Do you have an ETA for the higher levels?
I’m hyped for this change! The difference between those verbs is hard to remember when learning out of context, so spacing them out a bit might be less confusing.
I always wondered why this was never the case.
Some of my teachers in school/uni, when asked why they would wait a week or so to teach a similar concept to one we learnt about a week before, they would tell us that students often confused the two concepts when they were taught together. Through trial and error, they realised that it was better to give people time to get used to the old concept, before introducing them to the new one.
Though it’s basically late for me at this point, I like this change.
Oh yes! Needed!
Spacing is a great idea!
This would be a durverted April joke
Yeah, I found this to be a problem, so I’m happy to hear about this.
The changes are now live.
Not yet! We’ll share as soon as we know.
Uhh my review sessions keep losing connection
Ah good! I was so confused and thought my script broke because it was showing burned items way before I knew my first burn reviews would happen on some levels…
Have you checked Cure Dolly’s article on it? I found it the most helpful. I still get a few wrong sometimes, but I can guess most of the ones I forget: Mastering Transitivity Pairs – Remembering Japanese transitive and intransitive verbs the easy way
I’m torn as to whether this is beneficial or not. I think with large amounts of similar material it can be beneficial to spread it out temporally. An example would be my Japanese class.
The book introduced: 何か and 何が (with their fellow words どこ、だれ、いつ）which worked well to practice short dialogues. But then the teacher decided to include 何も and 何でも (with their fellow words). Given that the definitions included one or more of the following depending on the situation: anything, something, nothing, everything and some paired with positive tense verbs, some with negative tense verbs and some with both we were left confused by all the permutations and subtle distinctions.
However in the case of transitive / intransitive verbs, I agree with some of the other commenters that it is actually beneficial to learn the pairs at the same time for the following reasons:
- Begins to consciously introduce english speakers to transitivity, which most never think about and often don’t understand.
- Allows one to see patterns that emerge between transitive and intransitive verbs. Here’s a helpful list of pairs grouped by characteristics: Japanese Verbs - Transitive and Intransitive Pairs About 50% of transitive verbs include an え sound changed from or added to the intransitive verb , ex. 上がるー上 げ る、立つー立 て る、下がるー下 げ る
- Allows people who like to stretch learned material to its limits to do so without unintentionally practicing incorrect ideas. Ex. If one learns 立つ without learning 立てる one might mentally go around standing up objects using the intransitive verb. Every repetition reinforces an idea regardless of whether it’s correct or incorrect.

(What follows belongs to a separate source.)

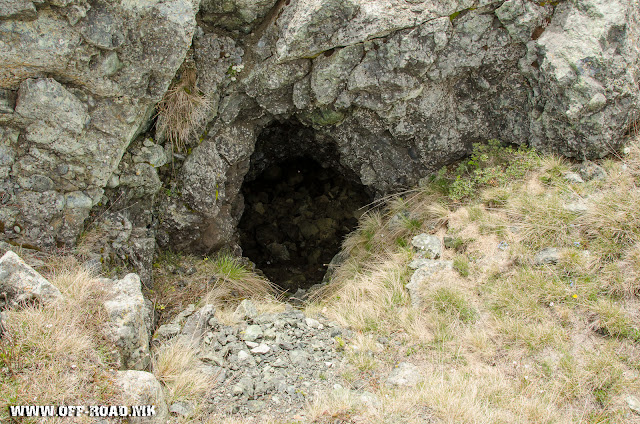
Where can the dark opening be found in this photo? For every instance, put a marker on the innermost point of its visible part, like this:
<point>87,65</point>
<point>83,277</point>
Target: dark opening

A change which might be more beneficial would be to codify the definitions, since most english verbs are both transitive and intransitive, to always include the object for transitive verbs while using similar language for intransitive verbs.
下がるーto lower, to hang 下げるーto lower something, to hang something
立つーto stand up 立てるーto stand something up
I actually already gave this idea via the website but thought I’d reiterate (or perhaps more accurately re-literate) it in case it got lost in the shuffle.
Frankly I’m glad this has been changed. Wanikani is not a way to learn grammar, and trying to learn technical points of grammar (transitive/intransitive) is suboptimal- if I’m really interested in the technical meanings of these things great, but I’ve managed to learn english with no such knowledge, so I find it hard to believe it will really help me learn Japanese.
In regards to transitive and intransitive verbs I would say that I struggle the most with providing the English translation. Maybe it’s just because I am a low level, or I am rushing, but I find it kind of difficult. Determining which verb of a transitivity pair is transitive or intransitive I have found to be easy since there are some patterns that work the most of the time for figuring out which one is which.
You are going to have to learn if a verb is transitive or not sooner or later. I don’t see how learning it sooner is suboptimal. I do not see it as learning grammar. It is just another part of learning a vocabulary word. Some other parts of learning vocabulary include learning what group a verb is in, how a word is pronounced, and how to write it.
I think this is a great move on your part. Though, I must say, too late for me. The ones I already are able to keep apart are fine, but too may of these pairings are still a bit of a muddle for me.
I’m down to traditional studying techniques for them essentially. But, it’s great that younger wanikanians will get to experience these improvements you’re making!